Nächste Ziele waren Tschenstochau und spätabends schließlich Krakau. Die Führung durch das Paulinerkloster in Jasna Gora oberhalb Tschenstochaus gab Einblick in die tiefe Verwurzelung des Katholizismus in Polen. Der Wallfahrtsort mit der Gnadenikone der „Schwarzen Madonna“ ist täglich Ziel vieler Menschen. Hier kann man authentisch erleben, was Volksfrömmigkeit bedeutet. Im Gegensatz zu anderen eher atheistischen Staaten des ehemaligen Ostblocks sind die Polen immer religiös und dem Katholizismus treu geblieben. Aus dieser Quelle speiste sich auch die Bewegung der Gewerkschaft Solidarnosc, welche später sehr stark vom heiligen Papst Johannes Paul II. gefördert wurde. Überhaupt begegnet man dem weltbekannten Heiligen unserer Tage auf Schritt und Tritt. Es ist sicher kein Zufall, dass auch seine Nachfolger Benedikt XVI. und Franziskus im polnischen Nationalheiligtum zur Mutter Gottes gebetet haben.

Nach der Heiligen Messe in der Dorfkirche von Niegowa, der Stadtpfarrer Markus Bader vorstand, und einem Spaziergang durch eine schöne Juralandschaft gab es Abendessen im Restaurant von Schloss Bobolice, nachts war Ankunft in Krakau.

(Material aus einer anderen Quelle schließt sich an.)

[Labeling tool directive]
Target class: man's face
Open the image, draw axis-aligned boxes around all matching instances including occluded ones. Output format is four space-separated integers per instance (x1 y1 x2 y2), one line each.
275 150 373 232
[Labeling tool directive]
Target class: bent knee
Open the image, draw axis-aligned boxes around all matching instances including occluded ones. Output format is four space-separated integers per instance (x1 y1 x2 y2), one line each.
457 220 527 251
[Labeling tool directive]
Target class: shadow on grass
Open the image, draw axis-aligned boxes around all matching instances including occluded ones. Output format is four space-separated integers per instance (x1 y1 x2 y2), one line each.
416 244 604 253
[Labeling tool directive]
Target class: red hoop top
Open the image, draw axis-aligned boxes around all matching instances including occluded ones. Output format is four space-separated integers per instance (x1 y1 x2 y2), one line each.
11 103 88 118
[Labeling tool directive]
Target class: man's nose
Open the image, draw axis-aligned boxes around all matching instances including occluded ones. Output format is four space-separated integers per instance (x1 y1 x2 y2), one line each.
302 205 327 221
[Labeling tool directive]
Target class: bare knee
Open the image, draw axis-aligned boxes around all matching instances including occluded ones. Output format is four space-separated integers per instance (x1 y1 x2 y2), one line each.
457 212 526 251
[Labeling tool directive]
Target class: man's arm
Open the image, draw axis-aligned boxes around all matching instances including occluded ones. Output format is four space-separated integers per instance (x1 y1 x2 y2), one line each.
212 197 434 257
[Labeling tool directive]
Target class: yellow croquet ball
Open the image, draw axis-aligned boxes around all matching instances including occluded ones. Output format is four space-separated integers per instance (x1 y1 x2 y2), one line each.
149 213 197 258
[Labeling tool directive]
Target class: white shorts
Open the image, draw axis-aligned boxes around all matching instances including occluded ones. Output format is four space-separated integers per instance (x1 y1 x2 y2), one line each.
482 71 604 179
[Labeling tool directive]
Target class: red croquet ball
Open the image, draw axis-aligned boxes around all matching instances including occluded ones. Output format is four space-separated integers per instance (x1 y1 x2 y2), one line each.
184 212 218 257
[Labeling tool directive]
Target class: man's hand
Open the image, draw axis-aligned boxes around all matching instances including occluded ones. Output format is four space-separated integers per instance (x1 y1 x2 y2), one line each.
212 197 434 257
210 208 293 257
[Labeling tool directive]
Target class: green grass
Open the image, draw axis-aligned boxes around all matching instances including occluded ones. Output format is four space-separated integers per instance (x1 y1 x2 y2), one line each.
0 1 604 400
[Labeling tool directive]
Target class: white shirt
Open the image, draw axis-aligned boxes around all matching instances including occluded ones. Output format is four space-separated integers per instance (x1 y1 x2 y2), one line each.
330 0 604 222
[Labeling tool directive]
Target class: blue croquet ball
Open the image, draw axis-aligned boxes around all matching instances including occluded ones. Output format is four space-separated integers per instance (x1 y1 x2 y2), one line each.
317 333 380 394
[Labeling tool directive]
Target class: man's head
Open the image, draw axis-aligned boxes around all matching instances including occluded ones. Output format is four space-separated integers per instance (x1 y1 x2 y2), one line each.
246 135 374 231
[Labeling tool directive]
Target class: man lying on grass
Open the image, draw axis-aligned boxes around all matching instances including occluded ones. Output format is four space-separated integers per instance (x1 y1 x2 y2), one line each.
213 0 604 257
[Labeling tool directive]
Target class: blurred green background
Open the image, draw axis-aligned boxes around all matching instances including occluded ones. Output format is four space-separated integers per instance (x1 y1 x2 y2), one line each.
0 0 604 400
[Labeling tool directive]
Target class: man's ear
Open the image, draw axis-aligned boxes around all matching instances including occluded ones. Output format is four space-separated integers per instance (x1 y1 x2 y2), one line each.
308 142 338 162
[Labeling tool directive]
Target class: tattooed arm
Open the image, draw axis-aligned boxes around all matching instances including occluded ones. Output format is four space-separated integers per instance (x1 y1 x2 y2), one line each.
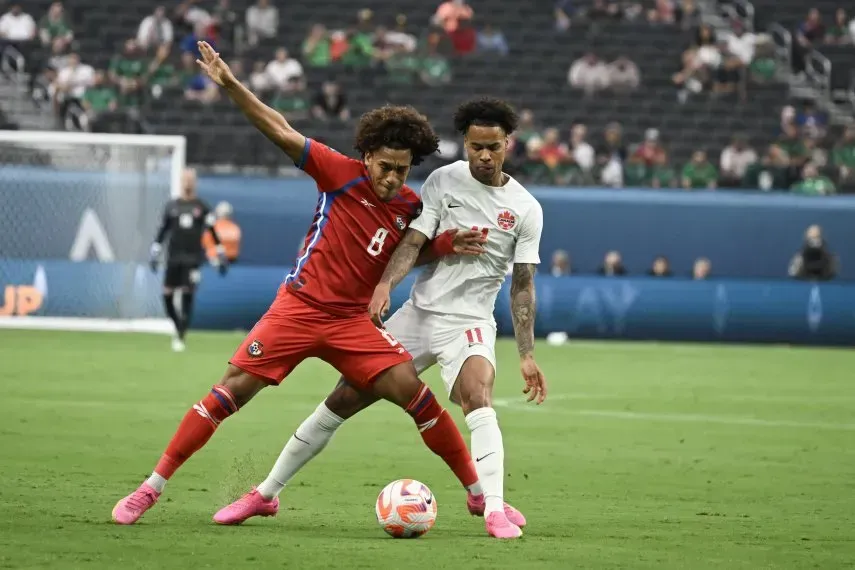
511 263 536 358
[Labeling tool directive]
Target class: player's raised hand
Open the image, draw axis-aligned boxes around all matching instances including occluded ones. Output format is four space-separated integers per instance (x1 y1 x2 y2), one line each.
368 283 392 327
520 356 546 405
196 41 234 87
449 230 487 255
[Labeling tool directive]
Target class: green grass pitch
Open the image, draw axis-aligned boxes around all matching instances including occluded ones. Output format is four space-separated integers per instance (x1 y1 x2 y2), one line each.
0 331 855 570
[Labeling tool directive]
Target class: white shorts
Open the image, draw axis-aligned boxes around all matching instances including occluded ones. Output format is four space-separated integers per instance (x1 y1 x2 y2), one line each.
385 300 496 396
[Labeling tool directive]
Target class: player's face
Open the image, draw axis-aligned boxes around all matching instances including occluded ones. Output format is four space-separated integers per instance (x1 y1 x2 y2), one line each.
463 125 508 186
365 148 413 201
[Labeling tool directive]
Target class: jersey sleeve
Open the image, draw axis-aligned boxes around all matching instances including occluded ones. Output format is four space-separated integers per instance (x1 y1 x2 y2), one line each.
514 201 543 265
410 172 442 239
296 137 362 192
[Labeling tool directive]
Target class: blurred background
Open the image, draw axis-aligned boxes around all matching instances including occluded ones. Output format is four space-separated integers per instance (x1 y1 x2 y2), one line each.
0 0 855 343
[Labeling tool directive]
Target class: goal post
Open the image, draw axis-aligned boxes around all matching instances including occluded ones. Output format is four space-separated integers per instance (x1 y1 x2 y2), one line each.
0 131 187 332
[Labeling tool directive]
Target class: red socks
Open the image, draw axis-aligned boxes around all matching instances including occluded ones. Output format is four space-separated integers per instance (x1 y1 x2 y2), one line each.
154 385 238 479
406 384 478 488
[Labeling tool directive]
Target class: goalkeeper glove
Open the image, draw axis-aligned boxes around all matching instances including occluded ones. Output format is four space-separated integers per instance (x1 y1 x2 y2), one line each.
211 245 229 275
148 242 163 273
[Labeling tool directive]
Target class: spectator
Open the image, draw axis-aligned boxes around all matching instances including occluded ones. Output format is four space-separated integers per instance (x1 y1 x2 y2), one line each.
180 24 217 59
433 0 474 34
478 24 509 56
794 100 828 139
776 123 809 169
742 144 790 190
39 2 74 47
568 123 595 179
796 8 825 47
246 0 279 45
448 20 478 55
831 125 855 185
567 53 609 95
109 39 147 106
312 81 350 121
647 255 673 277
606 55 641 94
53 53 95 117
719 134 757 188
0 4 36 66
302 24 332 67
597 251 626 277
420 34 451 87
788 225 838 281
137 6 173 50
790 162 837 196
80 71 119 130
681 150 718 190
825 8 855 45
549 249 571 277
555 0 575 32
266 48 304 91
692 257 712 281
647 0 677 24
202 201 242 264
181 52 220 103
633 129 665 166
386 14 418 53
596 123 627 188
648 152 677 188
272 78 311 120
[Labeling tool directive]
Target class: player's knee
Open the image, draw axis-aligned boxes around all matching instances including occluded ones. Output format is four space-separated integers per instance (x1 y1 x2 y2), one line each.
455 356 495 414
324 378 377 420
219 364 267 408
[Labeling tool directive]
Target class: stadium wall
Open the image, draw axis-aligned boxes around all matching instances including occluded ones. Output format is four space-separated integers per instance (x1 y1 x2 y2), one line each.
0 260 855 346
199 177 855 280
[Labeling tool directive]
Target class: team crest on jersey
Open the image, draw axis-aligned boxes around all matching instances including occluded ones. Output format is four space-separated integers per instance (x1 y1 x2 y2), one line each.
246 340 264 358
496 210 517 231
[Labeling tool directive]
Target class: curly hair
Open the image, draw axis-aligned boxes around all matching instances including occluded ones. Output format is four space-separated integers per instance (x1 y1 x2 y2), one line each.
454 97 519 135
355 105 439 165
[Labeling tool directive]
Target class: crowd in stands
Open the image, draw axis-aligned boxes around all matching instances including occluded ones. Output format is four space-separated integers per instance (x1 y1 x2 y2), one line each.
548 225 839 281
0 0 855 195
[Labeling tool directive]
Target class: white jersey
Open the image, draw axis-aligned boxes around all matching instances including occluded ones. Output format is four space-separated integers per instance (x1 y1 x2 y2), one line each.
410 160 543 322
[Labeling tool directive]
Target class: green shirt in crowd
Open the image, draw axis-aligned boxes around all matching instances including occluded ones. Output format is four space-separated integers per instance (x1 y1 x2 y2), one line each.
683 162 718 188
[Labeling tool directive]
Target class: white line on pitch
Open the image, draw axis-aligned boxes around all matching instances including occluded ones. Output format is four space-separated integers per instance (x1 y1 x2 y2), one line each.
493 398 855 431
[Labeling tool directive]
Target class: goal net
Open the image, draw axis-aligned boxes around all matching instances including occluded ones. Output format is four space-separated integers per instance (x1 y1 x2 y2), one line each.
0 131 185 332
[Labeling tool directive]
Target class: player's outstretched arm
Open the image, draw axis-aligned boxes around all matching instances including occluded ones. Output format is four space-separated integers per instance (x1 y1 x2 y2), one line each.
511 263 546 404
196 42 306 163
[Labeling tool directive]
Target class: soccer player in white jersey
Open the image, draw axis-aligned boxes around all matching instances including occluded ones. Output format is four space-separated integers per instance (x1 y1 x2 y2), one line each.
214 98 547 538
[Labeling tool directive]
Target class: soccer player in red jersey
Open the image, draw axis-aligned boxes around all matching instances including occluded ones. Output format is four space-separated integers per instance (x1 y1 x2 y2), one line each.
113 42 482 524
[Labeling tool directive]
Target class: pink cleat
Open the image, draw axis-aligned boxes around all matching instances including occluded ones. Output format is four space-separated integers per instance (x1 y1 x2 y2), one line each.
113 483 160 524
214 489 279 524
485 511 522 538
466 493 526 528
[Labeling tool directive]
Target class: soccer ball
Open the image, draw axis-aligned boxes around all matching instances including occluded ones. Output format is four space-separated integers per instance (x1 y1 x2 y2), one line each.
375 479 436 538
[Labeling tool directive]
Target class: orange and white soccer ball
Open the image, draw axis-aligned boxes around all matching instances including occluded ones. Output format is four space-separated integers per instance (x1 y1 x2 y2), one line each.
375 479 436 538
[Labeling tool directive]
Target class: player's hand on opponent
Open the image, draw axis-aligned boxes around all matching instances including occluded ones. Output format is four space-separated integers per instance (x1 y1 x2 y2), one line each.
520 356 546 405
368 283 392 327
448 229 487 255
148 242 163 273
196 41 234 87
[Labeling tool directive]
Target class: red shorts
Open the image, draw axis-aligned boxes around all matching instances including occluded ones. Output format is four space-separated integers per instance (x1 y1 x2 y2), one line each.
229 289 413 388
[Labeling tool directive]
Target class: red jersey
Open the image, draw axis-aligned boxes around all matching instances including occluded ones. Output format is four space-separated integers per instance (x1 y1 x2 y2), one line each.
285 138 422 316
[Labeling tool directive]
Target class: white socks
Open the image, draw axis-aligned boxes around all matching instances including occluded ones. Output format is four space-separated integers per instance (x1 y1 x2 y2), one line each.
465 408 505 516
258 402 344 499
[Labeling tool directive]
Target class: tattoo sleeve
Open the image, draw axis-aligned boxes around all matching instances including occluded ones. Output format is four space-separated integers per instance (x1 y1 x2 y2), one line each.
511 263 535 357
380 229 427 289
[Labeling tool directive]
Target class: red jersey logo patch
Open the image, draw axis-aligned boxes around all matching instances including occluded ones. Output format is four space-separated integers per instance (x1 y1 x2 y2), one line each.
496 210 517 230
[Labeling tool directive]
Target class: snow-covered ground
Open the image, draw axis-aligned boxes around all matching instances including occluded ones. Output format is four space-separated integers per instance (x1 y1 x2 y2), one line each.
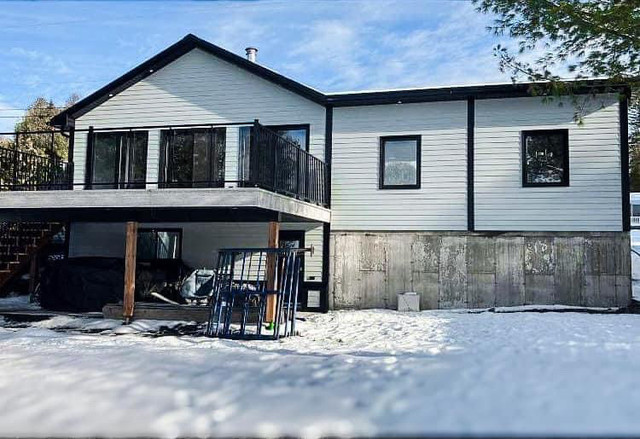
0 311 640 437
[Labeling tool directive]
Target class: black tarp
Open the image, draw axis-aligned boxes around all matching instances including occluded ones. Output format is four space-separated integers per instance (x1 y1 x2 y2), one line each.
39 257 124 312
39 257 189 312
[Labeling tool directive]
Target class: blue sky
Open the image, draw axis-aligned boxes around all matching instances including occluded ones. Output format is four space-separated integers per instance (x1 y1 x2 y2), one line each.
0 0 509 131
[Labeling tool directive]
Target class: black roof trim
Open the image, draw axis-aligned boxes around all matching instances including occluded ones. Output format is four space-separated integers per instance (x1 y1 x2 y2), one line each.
51 34 326 127
51 34 625 129
327 80 622 107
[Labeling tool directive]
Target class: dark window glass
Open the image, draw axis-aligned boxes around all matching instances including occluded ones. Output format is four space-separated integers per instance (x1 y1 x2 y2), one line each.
380 136 420 189
137 229 182 261
91 131 148 189
522 130 569 186
238 127 251 181
91 133 121 189
160 128 226 187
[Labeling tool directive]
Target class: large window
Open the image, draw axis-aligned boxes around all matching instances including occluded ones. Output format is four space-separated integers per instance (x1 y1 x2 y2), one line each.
88 131 148 189
522 130 569 187
380 136 420 189
137 229 182 261
160 128 226 187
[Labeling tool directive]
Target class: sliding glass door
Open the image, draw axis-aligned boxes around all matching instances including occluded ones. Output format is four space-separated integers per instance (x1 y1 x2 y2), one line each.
88 131 148 189
160 128 226 187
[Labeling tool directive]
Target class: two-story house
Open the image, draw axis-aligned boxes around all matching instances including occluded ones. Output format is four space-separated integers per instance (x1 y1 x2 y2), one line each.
0 35 631 316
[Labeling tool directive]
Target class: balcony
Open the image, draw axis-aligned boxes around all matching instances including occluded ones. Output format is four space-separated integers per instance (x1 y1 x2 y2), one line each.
0 121 330 222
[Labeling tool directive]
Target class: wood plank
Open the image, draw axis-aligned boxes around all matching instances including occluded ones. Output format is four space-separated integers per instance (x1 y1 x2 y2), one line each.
265 221 280 323
122 221 138 322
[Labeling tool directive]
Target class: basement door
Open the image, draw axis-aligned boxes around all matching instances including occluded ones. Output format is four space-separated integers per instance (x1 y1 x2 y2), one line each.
278 230 307 309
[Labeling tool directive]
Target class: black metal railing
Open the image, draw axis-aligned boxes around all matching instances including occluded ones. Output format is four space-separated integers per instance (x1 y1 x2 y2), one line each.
0 120 328 206
248 121 327 205
0 147 73 191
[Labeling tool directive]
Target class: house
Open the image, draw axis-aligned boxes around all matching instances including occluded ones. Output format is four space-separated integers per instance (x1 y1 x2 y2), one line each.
0 35 631 310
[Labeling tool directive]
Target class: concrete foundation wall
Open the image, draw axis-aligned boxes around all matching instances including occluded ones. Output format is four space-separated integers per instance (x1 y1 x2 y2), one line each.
329 232 631 309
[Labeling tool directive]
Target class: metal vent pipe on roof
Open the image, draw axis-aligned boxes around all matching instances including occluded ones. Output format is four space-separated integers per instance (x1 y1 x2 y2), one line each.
244 47 258 62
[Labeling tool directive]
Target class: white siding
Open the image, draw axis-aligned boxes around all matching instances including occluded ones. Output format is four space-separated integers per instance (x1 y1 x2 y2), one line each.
69 223 322 282
74 49 325 183
475 96 622 231
331 101 467 231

Auf einem hervorragend geführten Stadtrundgang lernten die Lechhauser Krakau kennen. Man ist sofort fasziniert von der zweitgrößten Stadt Polens, die eine unwahrscheinliche Anziehungskraft hat. Einerseits eine junge Stadt mit über 150.000 Studenten an zahlreichen Universitäten - andererseits ein geschichtsträchtiger Ort: Einst Hauptstadt des Königreichs Polen und Sitz der nach Prag zweitältesten Universität Mitteleuropas ist Krakau heute ein überragendes Kultur-, Industrie- und Wissenschaftszentrum. Man bezeichnet die Stadt auch jetzt noch als „heimliche Hauptstadt Polens“, da sie über Jahrhunderte als „Zentrum des polnischen Staatswesens“ gilt. Die ehemalige Residenz auf dem Wawelhügel mit Schloss und Kathedrale, wo die meisten polnischen Könige begraben sind, ist baulicher Ausdruck der Sonderstellung dieser Stadt. Und wieder begegneten die Gruppe dem hl. Johannes Paul II. Von 1958 bis 1964 war er Weih- und ab 1964 Erzbischof der Diözese Krakau. Und in ebendieser Kathedrale vor dem Silbersarkophag des hl. Stanislaus steht der Bischofsstuhl, auf dem Karol Woityla bis zu seiner Papstwahl 1978 saß. Wawel und Krakauer Altstadt sind UNESCO-Weltkulturerbe. Herausragend sind die Marienkirche mit dem berühmten Altar von Veit Stoß und der riesige Hauptmarkt mit den Tuchhallen und dem alten Rathausturm. Ebenso sehenswert sind die Synagogen im Jüdischen Stadtviertel Kazimierz. Zu sehen ist dort ein historischer Straßenzug, in dem Steven Spielberg Teile seines Films „Schindlers Liste“ drehte. Hier spannt sich ein Bogen nach Augsburg: Spielberg wurde vom 2011 verstorbenen Augsburger Ehrenbürger Mietek Pemper, der die berühmte Liste für Oskar Schindler geschrieben hatte, bei der Filmproduktion historisch beraten.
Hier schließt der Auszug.